On 12 March 2021, the Australian Securities Exchange (ASX) released an updated version of Guidance Note 19 Performance Securities (GN19).
A “performance security” is a security that converts, or may convert, into one or more ordinary shares if and when a certain performance milestone is achieved (but has limited rights until conversion). The most common forms of performance securities are performance shares, performance options and performance rights.
Performance securities often raise issues under the ASX Listing Rules, so ASX has published GN19 to assist listed entities, or entities applying to be listed, to understand how ASX applies the ASX Listing Rules to performance securities.
A summary of the key recent changes to GN19 is set out below.
Agreements to issue or transfer ordinary shares in the future
The updates to GN19 confirm that an agreement by an entity to issue or transfer ordinary shares in the future if a certain performance milestone is achieved is treated by ASX as if it were a performance security for the purposes of GN19 (even if the agreement does not contain the usual hallmarks of a traditional security). Accordingly, rights to receive ordinary shares under an agreement, such as a right to receive “future consideration”, “contingent consideration” or “deferred consideration”, must comply with GN19.
The updated version of GN19 confirms that ASX does not require a listed entity to apply for in-principle advice about the potential application of the ASX Listing Rules to the issue of performance securities by a listed entity where:
- the terms attaching to the performance securities conform to GN19 and have been approved by the board or a committee of the board; and
- the issue is:
- arm’s length control transaction securities: pursuant to a takeover bid or a merger by way of scheme of arrangement that is not being undertaken in connection with a re-compliance listing;
- ordinary course of business remuneration securities: a part of the remuneration package of a director or employee or under an employee incentive scheme, where the issue is not being made in connection with a re-compliance listing; or
- ordinary course of business acquisition securities: under an agreement to acquire an undertaking, where the agreement has not been entered into in connection with a re-compliance listing and the issue is, or part of, the consideration for the acquisition of the undertaking.
ASX recommends that an entity proposing to issue performance securities other than in the circumstances set out above apply to ASX for in-principle advice that the performance securities will comply with the ASX Listing Rules.
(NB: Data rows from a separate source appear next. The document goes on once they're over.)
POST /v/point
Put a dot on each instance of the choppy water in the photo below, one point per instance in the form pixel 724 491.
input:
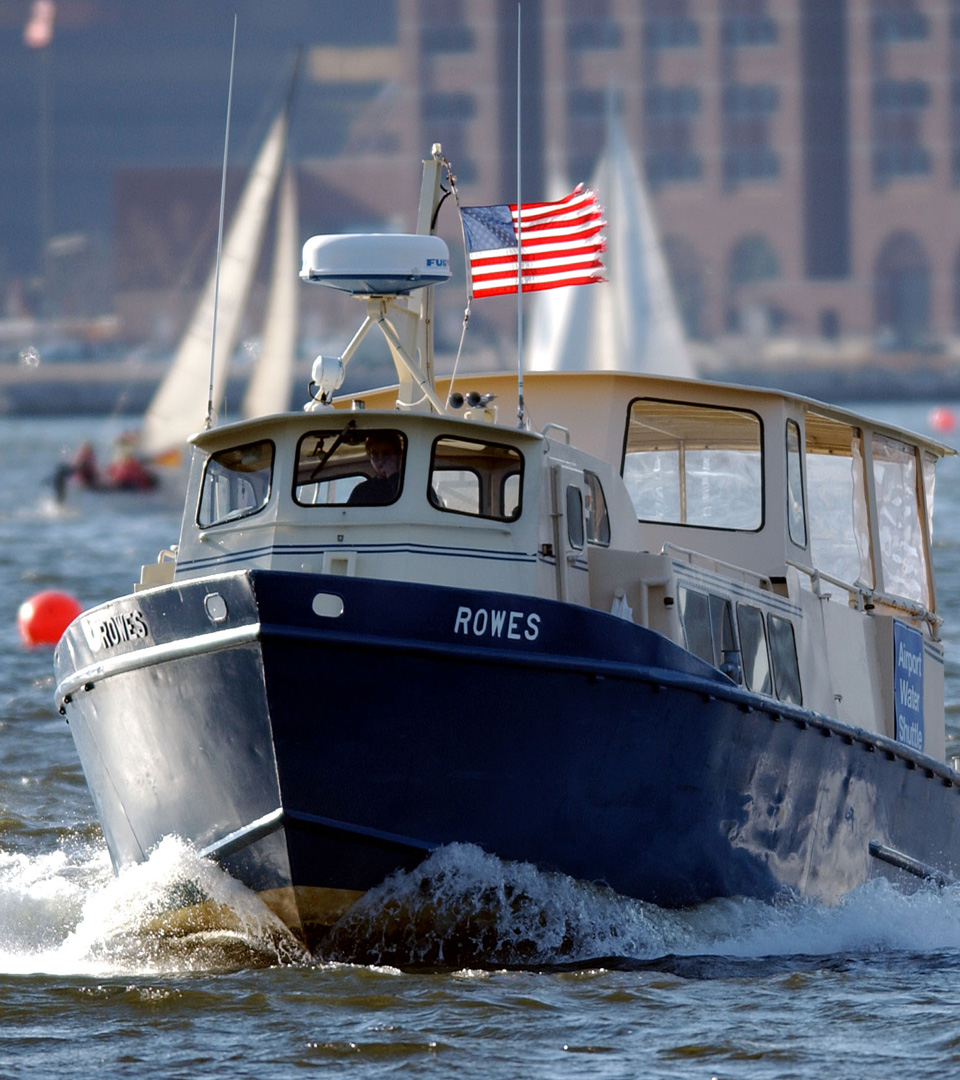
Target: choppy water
pixel 467 967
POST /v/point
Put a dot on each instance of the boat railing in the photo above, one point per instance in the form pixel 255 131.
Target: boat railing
pixel 698 557
pixel 866 599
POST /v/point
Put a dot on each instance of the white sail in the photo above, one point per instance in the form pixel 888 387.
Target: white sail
pixel 270 386
pixel 178 407
pixel 631 322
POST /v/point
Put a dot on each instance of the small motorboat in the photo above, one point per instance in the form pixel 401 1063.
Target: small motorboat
pixel 674 636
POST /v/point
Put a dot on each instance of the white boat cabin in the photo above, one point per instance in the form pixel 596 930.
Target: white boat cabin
pixel 784 541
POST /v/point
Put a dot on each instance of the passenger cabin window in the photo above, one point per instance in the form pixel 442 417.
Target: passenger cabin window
pixel 783 655
pixel 753 649
pixel 597 518
pixel 708 630
pixel 694 464
pixel 903 548
pixel 478 478
pixel 235 484
pixel 837 513
pixel 796 512
pixel 347 466
pixel 575 516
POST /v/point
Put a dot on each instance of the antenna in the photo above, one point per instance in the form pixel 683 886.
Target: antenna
pixel 519 241
pixel 213 345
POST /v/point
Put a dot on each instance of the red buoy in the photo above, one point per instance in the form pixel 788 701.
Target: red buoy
pixel 43 618
pixel 942 419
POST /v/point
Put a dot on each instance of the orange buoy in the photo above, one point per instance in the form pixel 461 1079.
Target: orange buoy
pixel 43 618
pixel 942 419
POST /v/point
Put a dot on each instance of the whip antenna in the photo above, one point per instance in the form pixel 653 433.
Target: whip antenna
pixel 213 343
pixel 519 241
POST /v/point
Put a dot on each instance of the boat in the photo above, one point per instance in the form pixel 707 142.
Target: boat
pixel 151 459
pixel 677 637
pixel 634 324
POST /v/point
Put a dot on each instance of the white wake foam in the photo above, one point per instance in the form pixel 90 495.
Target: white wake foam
pixel 63 914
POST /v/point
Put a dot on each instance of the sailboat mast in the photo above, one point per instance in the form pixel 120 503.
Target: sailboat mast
pixel 213 343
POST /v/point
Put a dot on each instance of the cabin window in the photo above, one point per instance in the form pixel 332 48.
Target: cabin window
pixel 837 509
pixel 350 466
pixel 929 483
pixel 708 630
pixel 235 483
pixel 903 550
pixel 753 649
pixel 796 514
pixel 694 616
pixel 783 655
pixel 482 480
pixel 597 518
pixel 694 464
pixel 575 516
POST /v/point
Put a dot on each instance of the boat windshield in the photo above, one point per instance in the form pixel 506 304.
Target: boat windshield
pixel 235 483
pixel 838 516
pixel 480 478
pixel 349 466
pixel 694 464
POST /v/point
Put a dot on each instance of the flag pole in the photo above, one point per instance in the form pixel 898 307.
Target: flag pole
pixel 519 244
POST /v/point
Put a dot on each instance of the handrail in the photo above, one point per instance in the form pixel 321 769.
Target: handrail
pixel 865 598
pixel 762 579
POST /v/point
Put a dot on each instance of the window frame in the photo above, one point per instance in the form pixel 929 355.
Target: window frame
pixel 480 515
pixel 719 408
pixel 235 516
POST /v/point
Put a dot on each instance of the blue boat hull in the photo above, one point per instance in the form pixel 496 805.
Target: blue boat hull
pixel 313 751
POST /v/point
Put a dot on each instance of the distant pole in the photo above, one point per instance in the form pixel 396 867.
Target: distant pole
pixel 213 338
pixel 519 241
pixel 44 176
pixel 38 35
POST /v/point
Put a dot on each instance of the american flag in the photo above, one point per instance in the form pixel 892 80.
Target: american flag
pixel 563 242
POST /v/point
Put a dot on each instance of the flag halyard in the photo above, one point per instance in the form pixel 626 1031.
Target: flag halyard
pixel 563 242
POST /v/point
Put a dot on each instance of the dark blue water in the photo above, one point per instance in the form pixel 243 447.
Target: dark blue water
pixel 510 972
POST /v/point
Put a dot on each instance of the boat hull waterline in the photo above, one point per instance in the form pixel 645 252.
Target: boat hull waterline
pixel 315 733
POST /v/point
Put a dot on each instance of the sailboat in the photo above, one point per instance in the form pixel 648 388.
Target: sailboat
pixel 633 322
pixel 178 407
pixel 145 461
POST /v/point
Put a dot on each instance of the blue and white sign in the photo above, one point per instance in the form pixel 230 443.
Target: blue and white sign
pixel 908 685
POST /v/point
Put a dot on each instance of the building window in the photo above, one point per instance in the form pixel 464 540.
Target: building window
pixel 686 275
pixel 668 113
pixel 591 26
pixel 447 106
pixel 894 21
pixel 897 119
pixel 753 262
pixel 747 154
pixel 746 23
pixel 443 27
pixel 902 289
pixel 667 25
Independent Expert’s Report
The updated version of GN19 also clarifies when ASX will require an entity to obtain an independent expert’s report for the purposes of seeking shareholder approval for a proposed issue of performance securities.
ASX does not require an independent expert’s report for an issue of arm’s length control transaction securities, ordinary course of business remuneration securities or ordinary course of business acquisition securities.
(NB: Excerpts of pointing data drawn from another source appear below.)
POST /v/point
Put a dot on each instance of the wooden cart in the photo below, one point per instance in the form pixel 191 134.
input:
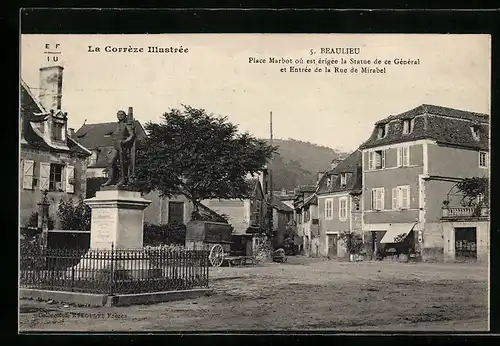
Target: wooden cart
pixel 213 237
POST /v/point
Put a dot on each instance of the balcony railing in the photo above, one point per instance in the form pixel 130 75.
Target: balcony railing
pixel 464 212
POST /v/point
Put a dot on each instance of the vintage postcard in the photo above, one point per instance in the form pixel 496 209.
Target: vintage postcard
pixel 252 182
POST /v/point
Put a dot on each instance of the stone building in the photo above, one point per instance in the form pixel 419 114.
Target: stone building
pixel 50 158
pixel 410 163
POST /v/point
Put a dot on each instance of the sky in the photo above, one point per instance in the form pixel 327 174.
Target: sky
pixel 331 109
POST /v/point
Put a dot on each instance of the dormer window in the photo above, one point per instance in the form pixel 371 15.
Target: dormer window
pixel 408 125
pixel 475 132
pixel 57 131
pixel 343 179
pixel 382 131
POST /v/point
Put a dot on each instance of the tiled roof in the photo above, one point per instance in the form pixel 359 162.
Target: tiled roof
pixel 280 205
pixel 313 199
pixel 444 125
pixel 210 215
pixel 306 188
pixel 99 135
pixel 30 108
pixel 352 166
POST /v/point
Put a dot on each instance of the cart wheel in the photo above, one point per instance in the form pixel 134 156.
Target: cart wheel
pixel 216 255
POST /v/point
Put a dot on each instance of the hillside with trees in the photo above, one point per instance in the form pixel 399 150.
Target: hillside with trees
pixel 298 163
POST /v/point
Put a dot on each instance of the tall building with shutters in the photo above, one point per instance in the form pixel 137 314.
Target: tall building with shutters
pixel 411 163
pixel 50 158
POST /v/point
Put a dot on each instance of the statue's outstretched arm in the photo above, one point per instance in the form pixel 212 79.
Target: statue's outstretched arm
pixel 131 138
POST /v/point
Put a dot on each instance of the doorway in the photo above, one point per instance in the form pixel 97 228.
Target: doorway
pixel 332 245
pixel 465 243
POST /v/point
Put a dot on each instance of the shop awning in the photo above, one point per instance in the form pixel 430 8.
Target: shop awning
pixel 396 233
pixel 298 240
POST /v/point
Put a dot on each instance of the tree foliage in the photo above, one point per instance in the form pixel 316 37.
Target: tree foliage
pixel 198 155
pixel 166 234
pixel 74 216
pixel 475 191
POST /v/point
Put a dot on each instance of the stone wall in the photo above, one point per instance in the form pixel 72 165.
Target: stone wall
pixel 30 197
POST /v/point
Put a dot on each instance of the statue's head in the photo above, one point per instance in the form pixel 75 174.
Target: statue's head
pixel 121 115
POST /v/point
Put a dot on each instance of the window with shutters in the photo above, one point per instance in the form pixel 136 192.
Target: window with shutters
pixel 27 169
pixel 343 179
pixel 57 131
pixel 401 198
pixel 403 156
pixel 70 179
pixel 329 209
pixel 376 159
pixel 343 208
pixel 175 212
pixel 483 159
pixel 378 198
pixel 56 177
pixel 382 131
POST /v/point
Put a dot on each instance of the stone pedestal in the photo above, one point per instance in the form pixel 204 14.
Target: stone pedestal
pixel 117 219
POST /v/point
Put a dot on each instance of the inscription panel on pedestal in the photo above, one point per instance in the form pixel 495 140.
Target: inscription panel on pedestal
pixel 103 228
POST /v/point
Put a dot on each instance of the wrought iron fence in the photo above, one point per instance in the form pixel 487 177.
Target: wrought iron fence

However, the requirement for an independent expert’s report will apply in the following two situations:
- where the entity is already listed, it is proposing to issue performance securities that:
- are not arm’s length control transaction securities, ordinary course of business remuneration securities or ordinary course of business acquisition securities; and
- the number of ordinary shares into which those performance securities will convert in aggregate if the applicable milestone is achieved is greater than 10% of the number of ordinary shares the entity proposes to have on issue at the proposed issue date for the performance securities; or
- where the entity is applying to be listed:
- it has or proposes to have performance securities on issue at its admission date; and
- the number of ordinary shares into which those performance securities will convert in aggregate if the applicable milestone is achieved is greater than 10% of the number of ordinary shares the entity proposes to have on issue at its admission date.
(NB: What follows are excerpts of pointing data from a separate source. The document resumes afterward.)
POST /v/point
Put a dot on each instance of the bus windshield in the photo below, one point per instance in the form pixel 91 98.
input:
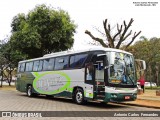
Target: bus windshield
pixel 122 69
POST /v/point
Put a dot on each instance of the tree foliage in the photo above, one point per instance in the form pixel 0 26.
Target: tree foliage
pixel 43 30
pixel 118 38
pixel 148 50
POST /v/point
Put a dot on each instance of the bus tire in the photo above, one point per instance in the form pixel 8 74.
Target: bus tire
pixel 79 96
pixel 49 96
pixel 29 91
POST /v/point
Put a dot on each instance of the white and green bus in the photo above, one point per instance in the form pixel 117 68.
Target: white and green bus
pixel 98 74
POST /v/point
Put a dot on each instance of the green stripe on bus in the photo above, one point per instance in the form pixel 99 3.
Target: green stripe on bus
pixel 63 88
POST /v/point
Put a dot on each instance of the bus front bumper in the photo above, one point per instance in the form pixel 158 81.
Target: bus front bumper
pixel 120 97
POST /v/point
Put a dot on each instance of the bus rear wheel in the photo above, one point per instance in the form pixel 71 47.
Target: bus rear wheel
pixel 79 96
pixel 29 91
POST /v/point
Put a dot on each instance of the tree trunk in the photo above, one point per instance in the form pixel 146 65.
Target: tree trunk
pixel 1 77
pixel 150 75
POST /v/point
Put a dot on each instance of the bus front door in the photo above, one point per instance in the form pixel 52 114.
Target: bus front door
pixel 99 83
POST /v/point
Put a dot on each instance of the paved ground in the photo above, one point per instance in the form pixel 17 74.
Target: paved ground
pixel 12 100
pixel 148 99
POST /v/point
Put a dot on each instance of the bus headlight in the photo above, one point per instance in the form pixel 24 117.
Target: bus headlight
pixel 113 95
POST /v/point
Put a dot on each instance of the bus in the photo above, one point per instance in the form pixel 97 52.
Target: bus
pixel 97 74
In the case of listed entities, the report must opine on whether the proposed issue of the performance securities is fair and reasonable to non-participating security holders. In the case of entities applying to be listed, the report must opine on whether the performance securities the entity proposes to have on issue at its admission date are fair and reasonable to non-participating security holders.
In both cases, in determining its opinion on fairness and reasonableness, ASX would expect the independent expert to assume that the relevant performance milestone(s) has been met, assess the impact that would have on the value of the entity compared to the situation if the relevant performance milestone(s) was not met, and then determine whether the resulting number of ordinary shares to be issued by the entity to the holder of the performance shares is fair and reasonable in the circumstances.
The recent changes to GN19 are a reminder that the appropriateness and equitableness of performance securities are a key focus for ASX. Accordingly, it is important that the boards of listed entities or entities applying to be listed properly consider the impact of GN19 on any performance securities or contingent scrip consideration.